On a rainy hill side in Wayne County, West Virginia in 1970, the lives of 75 people were lost and the fabric of the city of Huntington, W.Va., was forever changed.

On Nov. 14, 1970 a chartered jet carrying most of the Marshall University football team clipped a stand of trees and crashed into a hillside just two miles from the Tri-State Airport in Kenova, W.Va., killing all 75 people onboard.

The football team was returning from that day’s game, a 17-14 loss to East Carolina University. A total of 37 members of the Thunder Herd were aboard the plane as well as five coaches, seven staff members, 21 boosters, two pilots, two flight attendants and a charter co-ordinator.

Among the boosters, joining the team on their lone flight of the season, were some of Huntington’s most prominent citizens, including a city councilman, a state legislator and four physicians. Seventy children had at least one parent die in the crash, with 18 of them left orphaned.

The event marked a boundary of time in Huntington, a moment the community could measure the times of their life either before or after the crash.

The accident is the deadliest tragedy for any sports team in U.S. history. The National Transportation Safety Board issued its final report in 1972, concluding, “The probable cause of this accident was the descent below Minimum Descent Altitude during a non-precision approach under adverse operating conditions, without visual contact with the runway environment.”

A 1986 Marshall graduate, school president Brad Smith, told WV Public Broadcasting that the legacy of the 75 victims fuels a growing fire of university progress.

“I think with every year, the meaning grows stronger,” Smith said. “It reminds us, not only of those that we lost, but reminds us of how much we’ve advanced together. I think it reinforces the most important word in our rally cry, ‘We are Marshall,’ and so each and every year, it just makes our bond that much stronger. We stand on the shoulders of giants. Their sacrifice became our reason.”

The News is looking back at notable events in history as we celebrated our 140th publishing year on Oct. 29.

On Nov. 15, 1970, a memorial service was held at Marshall’s 8,500-seat Veterans Memorial indoor Fieldhouse with moments of silence, remembrances and prayers.

The University considered indefinitely suspending the football program, ultimately retuning to the field with 18 returning players and incoming freshmen. The NCAA granted Marshall permission to use freshmen on the varsity squad, a rule that was eventually repealed in 1972.

Head coach Jack Lengyel was hired to take over for Rick Tolley, who died in the crash. Receiver coach Red Dawson was not on the flight, opting to drive back to Huntington that night. He was one of two serving members of the previous coaching staff helping rebuild the team.

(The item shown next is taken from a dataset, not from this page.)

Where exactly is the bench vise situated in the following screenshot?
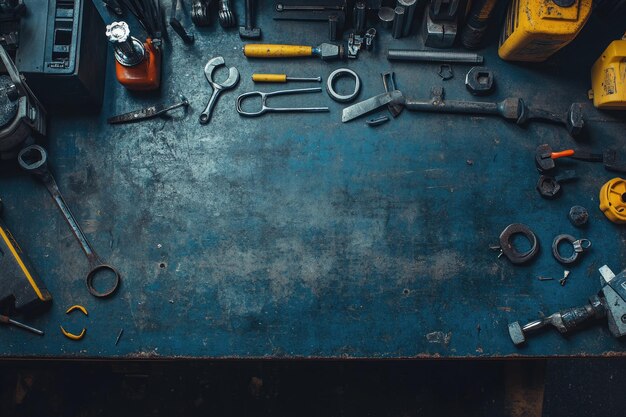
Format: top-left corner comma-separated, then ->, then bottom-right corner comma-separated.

Marshall won just two games during the 1971 season, beating Xavier and Bowling Green. Their first winning season after the crash came in 1984. Three seasons later they lost in the Division I-AA National Championship, losing in the same final in 1991 before capturing the title in ’92 and ’96.

The plane crash was dramatized in a 2006 film ‘We Are Marshall’, named after the school’s battle cry, starring Matthew McConaughey as Lengyel and Matthew Fox as Dawson.

Every Nov. 14 since the crash, Marshall University and the Huntington community have remembered and honoured the 1970 football team. Each year, on the anniversary of the crash, the Marshall University Memorial Fountain is shut during a commemorative ceremony and not activated again until the following spring.

A number of the victims are buried in a grave site in the Spring Hill Cemetery in Huntington, six unidentified members of the flight were buried in adjoining graves that overlook the school’s campus.

“Now we came here today to remember six young men and 69 others who will not be on the field with you today, but they will be watching,” McConaughey said in the film. “You can bet your (butt) that they’ll be gritting their teeth with every snap of that football.

“How you play today, from this moment on is how you will be remembered. This is your opportunity to rise from these ashes and grab glory.”